Met mijn dochter (13) ga ik de noodzakelijke boodschappen halen. Eigenlijk mocht ik helemaal niks meer doen van haar, maar ik weet haar te overtuigen dat we toch iets van vers avondeten nodig hebben. Lief als ze is, mag ik het karretje als rollator gebruiken en zij flikkert alles erin wat ik aanwijs. Bij de non-food blijft ze staan, graait een doos uit de schappen en gooit die in de winkelwagen. ‘Rug-verwarmdeken, voor pijn en rugklachten’ staat erop.
“Heb jij hard nodig, mam! Kopen die hap.” Het is een bevel.
Aan de lijn gelegd
Thuis activeert dochter – nadat ze alles uit de auto gepakt en opgeruimd heeft, de lieverd – het warmtedekentje. Ze bindt het om mijn rug en hals, plopt het snoer eraan en het andere einde in ’t stopcontact.
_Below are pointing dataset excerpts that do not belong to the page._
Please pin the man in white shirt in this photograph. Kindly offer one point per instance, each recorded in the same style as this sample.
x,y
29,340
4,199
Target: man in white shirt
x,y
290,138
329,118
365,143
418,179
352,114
“Wel, wel, ik ben aan de lijn gelegd,” hinnik ik. Het snoer is nog net lang genoeg om van de kookplaat naar de wasbak en de koelkast te wandelen. Ga ik te ver, trekt de halsband aan.
“Precies goed,” mompelt dochter, “zo krijgt je rug ook warmte tijdens het koken. En straks moet jij op de bank liggen. Dan masseer ik je.”
Ik vind het allemaal maar lastig. Gelukkig wil zij het ding ook uitproberen. Prima, mag ik even ‘vrij’. Ze snoert de deken om en gaat dan met haar rug tegen de mijne staan. Doe ik drie passen zijwaarts, beweegt zij mee. Twee passen in de andere richting, dochter staat achter me.
“Kijk mam, zo heb je toch nog íéts aan dat kind van je! En ik heb altijd al een wandelende warmtedeken willen zijn. Oh, en je kunt zo meteen ook weer koffie drinken, hoor! Want nu ben ik er,” waarbij ze me over het randje van haar bril aankijkt en haar wenkbrauwen meermaals veelbetekenend optrekt.
Soms zijn kinderen goud. Maar godallemachtig, wat voel ik me oud. Met mijn achter mijn kont aan wandelende warmtedeken. Ik denk dat ik die maar ga gebruiken om af te vegen. Of het kind dat eraan vast hangt.